When people first get into recovery they often want to tell the world about there new way of life and how amazing it is. Some people feel this is a bad idea for someone in recovery. I found this article about the subject. This person is ‘out of the closet’ about there recovery. Do you agree with them or disagree?




I have been asked many times to explain why I have chosen to be so “out of the closet” and open about being a person in long-term recovery from a substance use disorder. This inquiry generally comes from well-meaning individuals with good intentions who are seeking to understand. Typically I field questions such as “aren’t you worried about people judging you?” or “it’s been so long, aren’t you past the point of talking about your recovery?” I am always happy to explain the reasons why it is so important to me to recover out loud – below are my top 3:

1) To provide hope:

The world is unfortunately all too aware of what an active substance use disorder looks like but not yet commonly aware of what thriving recovery looks like. Many people have experienced or witnessed substance use disorder in action but not seen an accompanying experience of recovery. A good number of those folks are likely to not have hope that recovery is possible because they have not seen it for themselves or their loved ones. Furthermore, when somebody is struggling with an active substance use disorder, the chances are relatively high that those around them are well aware of it. Whether it is standing at a bus stop, in line at the pharmacy or attending a wedding, it is often clear to the outside world when somebody there is living with a substance use disorder. Conversely, when somebody is living in recovery from a substance use disorder, it is common that outside of their immediate circle of family, friends and recovery community members, many people have no idea that they are a person in recovery. In order for the world at large to have hope that recovery is possible, they have to see it. Recovery has to be made just as visible, if not more so than the painfully visible substance use disorder that preceded it. There has to be glimmers of hope that recovery can happen. If I do not tell you that I am a person in long-term recovery, you have no idea. If you have no idea, then you are missing out on an opportunity to receive the hope that recovery is happens. I recover out loud to be hope to the larger world that recovery is indeed possible.

2) To shatter stigma:

The most effective strategies for breaking down stigma are contact strategies. This occurs when a person is faced with evidence that contradicts their preexisting ideas, beliefs, opinions and attitudes about a thing or group of people. With many individuals having a perception of substance use disorder that does not include recovery, it is easy for them to go on holding onto the viewpoint that recovery does not happen. It is only when confronted with evidence showing otherwise that people will begin to challenge the way they view substance use disorder. When an individual who has not seen evidence that recovery is possible is introduced to a person in recovery, the walls of some of those preexisting beliefs begin to crack. When those cracks occur, an opening has been made for hope, compassion, tolerance, understanding, acceptance and admiration. This creates more safe spaces in the world for anybody struggling with substance use disorder or in recovery to be open and honest about it without fear of judgment, discrimination or shaming. I recover out loud to shatter stigma so that the world is a safer place for anybody in or seeking recovery, as well as to show the world that recovery can and does happen.

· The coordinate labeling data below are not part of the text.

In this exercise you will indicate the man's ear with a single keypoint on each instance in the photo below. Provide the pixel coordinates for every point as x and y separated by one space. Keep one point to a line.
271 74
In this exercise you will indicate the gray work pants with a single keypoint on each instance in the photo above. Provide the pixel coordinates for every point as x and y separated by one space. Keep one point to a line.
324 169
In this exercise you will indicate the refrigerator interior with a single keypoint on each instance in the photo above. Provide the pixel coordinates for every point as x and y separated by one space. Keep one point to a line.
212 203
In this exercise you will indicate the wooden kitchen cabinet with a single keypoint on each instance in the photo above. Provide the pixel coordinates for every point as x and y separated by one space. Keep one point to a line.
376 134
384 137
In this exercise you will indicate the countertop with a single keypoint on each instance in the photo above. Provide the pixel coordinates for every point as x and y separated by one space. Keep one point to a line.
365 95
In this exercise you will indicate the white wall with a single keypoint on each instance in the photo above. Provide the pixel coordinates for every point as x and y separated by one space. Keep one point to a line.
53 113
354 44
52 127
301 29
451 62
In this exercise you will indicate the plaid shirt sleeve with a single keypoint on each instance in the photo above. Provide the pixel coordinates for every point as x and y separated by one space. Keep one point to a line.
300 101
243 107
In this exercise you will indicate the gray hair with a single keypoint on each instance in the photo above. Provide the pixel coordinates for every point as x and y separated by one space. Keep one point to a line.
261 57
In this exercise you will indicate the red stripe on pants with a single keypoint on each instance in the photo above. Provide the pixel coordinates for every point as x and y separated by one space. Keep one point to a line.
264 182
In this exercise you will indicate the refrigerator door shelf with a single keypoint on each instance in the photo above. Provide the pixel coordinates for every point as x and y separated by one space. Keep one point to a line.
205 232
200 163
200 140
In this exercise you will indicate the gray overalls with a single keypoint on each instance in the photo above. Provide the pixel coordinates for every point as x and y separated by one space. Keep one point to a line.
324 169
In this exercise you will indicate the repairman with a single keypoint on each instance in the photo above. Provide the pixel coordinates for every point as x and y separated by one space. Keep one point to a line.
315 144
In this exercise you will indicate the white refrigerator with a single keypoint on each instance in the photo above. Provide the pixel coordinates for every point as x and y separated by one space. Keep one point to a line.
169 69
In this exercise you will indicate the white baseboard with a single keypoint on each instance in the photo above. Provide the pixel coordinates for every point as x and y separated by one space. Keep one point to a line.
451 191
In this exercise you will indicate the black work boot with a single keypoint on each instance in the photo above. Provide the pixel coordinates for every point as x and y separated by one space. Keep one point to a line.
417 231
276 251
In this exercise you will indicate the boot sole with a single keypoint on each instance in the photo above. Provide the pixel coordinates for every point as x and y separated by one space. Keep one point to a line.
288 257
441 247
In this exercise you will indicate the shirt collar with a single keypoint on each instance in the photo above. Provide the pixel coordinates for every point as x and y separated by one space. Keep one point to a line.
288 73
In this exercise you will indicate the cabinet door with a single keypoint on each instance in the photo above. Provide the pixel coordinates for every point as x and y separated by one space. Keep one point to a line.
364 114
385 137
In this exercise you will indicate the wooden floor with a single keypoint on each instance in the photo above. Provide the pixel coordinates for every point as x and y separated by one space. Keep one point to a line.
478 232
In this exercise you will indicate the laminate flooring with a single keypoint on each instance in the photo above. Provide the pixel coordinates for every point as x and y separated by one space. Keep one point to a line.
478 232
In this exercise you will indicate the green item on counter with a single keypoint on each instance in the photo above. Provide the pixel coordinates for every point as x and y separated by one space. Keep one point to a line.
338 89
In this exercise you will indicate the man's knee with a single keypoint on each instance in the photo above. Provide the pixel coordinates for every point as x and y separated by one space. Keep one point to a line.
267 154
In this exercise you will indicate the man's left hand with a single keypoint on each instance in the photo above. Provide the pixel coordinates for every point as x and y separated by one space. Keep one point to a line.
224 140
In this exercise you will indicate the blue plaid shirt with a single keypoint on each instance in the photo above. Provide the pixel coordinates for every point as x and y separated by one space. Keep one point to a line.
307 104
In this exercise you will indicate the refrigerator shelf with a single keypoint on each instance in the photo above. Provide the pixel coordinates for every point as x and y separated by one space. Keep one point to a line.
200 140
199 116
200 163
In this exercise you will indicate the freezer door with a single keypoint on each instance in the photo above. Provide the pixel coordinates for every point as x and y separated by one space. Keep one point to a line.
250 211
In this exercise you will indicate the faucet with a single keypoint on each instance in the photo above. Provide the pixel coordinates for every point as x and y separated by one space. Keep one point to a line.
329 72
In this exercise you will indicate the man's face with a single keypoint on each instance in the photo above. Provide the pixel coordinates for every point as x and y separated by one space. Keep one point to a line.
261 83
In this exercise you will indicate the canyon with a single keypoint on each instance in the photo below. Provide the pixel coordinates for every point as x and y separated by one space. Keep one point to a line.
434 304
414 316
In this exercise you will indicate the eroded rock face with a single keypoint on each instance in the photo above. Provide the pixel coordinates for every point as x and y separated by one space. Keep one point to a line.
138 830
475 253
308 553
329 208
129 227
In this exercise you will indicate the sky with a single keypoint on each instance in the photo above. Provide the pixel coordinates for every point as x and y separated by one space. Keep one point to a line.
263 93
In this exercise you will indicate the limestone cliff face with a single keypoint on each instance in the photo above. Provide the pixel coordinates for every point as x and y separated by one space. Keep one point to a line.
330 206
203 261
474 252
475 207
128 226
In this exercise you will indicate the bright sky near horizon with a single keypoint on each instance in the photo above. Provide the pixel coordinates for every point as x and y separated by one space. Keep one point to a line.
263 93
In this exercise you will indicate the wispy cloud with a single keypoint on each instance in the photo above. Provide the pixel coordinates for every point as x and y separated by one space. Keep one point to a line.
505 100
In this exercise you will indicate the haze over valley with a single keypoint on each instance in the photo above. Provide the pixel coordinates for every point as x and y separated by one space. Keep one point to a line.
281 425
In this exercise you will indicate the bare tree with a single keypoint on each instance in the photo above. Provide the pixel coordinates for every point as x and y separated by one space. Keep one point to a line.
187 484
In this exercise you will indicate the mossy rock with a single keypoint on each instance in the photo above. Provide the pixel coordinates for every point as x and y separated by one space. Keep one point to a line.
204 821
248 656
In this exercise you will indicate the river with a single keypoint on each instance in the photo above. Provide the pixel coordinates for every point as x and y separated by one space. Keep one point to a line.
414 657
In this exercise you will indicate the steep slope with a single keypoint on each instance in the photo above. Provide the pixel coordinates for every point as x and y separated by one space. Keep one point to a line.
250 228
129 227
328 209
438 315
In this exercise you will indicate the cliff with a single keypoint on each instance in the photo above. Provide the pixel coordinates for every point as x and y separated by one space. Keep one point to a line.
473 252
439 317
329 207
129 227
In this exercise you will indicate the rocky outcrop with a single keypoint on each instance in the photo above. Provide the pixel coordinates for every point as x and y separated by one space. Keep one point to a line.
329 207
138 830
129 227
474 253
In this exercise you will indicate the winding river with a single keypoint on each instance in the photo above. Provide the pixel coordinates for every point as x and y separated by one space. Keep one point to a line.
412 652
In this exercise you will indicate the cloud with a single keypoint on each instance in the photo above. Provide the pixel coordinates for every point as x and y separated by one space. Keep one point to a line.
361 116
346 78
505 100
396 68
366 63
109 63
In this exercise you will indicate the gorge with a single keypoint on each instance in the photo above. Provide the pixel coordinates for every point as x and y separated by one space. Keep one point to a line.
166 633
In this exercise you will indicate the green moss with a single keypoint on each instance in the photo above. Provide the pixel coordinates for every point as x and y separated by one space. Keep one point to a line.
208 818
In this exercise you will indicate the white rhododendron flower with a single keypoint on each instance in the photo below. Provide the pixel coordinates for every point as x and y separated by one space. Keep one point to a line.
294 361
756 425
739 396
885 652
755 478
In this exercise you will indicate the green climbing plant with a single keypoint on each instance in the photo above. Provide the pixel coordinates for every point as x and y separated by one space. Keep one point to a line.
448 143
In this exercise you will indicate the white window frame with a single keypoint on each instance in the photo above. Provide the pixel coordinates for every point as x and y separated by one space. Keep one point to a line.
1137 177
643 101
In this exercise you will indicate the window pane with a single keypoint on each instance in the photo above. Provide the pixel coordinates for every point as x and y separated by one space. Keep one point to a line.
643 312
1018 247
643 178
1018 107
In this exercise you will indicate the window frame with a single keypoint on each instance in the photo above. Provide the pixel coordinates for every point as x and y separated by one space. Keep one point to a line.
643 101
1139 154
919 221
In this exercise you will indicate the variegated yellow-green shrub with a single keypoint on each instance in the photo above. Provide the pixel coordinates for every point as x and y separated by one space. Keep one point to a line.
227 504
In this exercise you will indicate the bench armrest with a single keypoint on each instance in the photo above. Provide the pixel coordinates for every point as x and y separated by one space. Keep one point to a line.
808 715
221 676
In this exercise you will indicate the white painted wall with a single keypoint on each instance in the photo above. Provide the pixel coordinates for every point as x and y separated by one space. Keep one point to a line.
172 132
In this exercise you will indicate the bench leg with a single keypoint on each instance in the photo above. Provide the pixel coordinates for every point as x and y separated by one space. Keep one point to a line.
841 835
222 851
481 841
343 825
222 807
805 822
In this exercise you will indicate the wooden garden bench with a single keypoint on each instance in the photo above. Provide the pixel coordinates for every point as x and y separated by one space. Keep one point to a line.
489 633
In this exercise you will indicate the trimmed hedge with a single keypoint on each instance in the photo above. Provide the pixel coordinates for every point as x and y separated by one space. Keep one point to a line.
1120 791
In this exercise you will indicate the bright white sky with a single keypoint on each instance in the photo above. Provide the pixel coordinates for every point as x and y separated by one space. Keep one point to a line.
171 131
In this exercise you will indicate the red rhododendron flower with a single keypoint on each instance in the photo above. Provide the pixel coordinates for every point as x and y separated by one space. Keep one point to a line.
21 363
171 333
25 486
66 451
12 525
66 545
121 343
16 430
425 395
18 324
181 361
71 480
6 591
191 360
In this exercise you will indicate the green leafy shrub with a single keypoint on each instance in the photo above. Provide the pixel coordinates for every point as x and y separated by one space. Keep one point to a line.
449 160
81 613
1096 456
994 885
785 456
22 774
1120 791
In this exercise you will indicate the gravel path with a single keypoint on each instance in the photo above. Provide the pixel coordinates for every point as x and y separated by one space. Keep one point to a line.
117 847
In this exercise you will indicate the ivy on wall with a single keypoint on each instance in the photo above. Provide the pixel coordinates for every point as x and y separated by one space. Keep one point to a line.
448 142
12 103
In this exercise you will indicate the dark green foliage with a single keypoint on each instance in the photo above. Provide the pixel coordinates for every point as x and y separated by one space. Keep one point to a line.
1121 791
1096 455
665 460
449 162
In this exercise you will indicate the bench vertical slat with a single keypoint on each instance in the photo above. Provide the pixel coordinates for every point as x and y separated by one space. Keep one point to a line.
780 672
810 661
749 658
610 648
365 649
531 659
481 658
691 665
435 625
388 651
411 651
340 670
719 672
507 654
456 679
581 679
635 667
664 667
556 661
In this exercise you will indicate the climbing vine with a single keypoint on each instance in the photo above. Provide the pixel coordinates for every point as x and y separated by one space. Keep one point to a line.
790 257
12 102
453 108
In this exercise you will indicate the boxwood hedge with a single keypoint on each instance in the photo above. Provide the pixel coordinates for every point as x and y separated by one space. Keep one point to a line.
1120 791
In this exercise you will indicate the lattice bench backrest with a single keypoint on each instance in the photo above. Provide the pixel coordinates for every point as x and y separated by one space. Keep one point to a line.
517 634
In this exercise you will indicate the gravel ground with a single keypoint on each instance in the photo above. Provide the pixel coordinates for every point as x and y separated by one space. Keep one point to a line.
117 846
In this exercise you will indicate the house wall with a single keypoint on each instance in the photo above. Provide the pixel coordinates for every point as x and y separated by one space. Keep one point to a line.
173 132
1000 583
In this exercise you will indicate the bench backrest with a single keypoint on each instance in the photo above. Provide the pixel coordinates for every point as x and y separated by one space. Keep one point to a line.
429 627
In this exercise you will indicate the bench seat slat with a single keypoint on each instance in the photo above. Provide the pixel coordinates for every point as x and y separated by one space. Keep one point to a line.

3) To share the solutions:

Every single day in the United States, approximately 350 people – 350 sons, daughters, partners, mothers, fathers, friends, neighbors – die as a result of substance use disorder. 1/3 of families in our country are impacted in some way by addiction. Now more than ever, it is imperative that we make solutions for finding recovery available and accessible to anybody in need of them. The beautiful thing about this is that there are many solutions available! Millions of individuals have successfully discovered and utilized strategies and tools to initiate and sustain long-term recovery. The challenge is not so much in the availability of these solutions; the greatest obstacle lies in the accessibility part. Solutions are out there – everything from evidence-based treatment interventions, medication management tools, self-help and other support strategies, community based recovery support services – there are plenty of solutions for individuals and families to access. The problem lies more so in the access area. While there are countless reasons for lack of access to recovery resources that range from sorely inadequate funding to racial and cultural disparities, one reason that we can begin to alleviate today is a lack of knowledge or awareness about what the solutions are. With so many individuals living quietly in recovery, there is the unfortunate by-product of silence surrounding what has worked for them. If more individuals in recovery would talk openly about their recovery and the resources, tools and strategies they used that allowed them to sustain it, more people would become aware of them. Widespread awareness of the solutions would drastically improve access to them. I recover out loud so that I may freely and widely share the solutions, both the solutions I’ve personally used and those that I may not have used but that have worked for others. I recover out loud so individuals and families will have awareness of and access to whatever it is they need to initiate and sustain long-term recovery.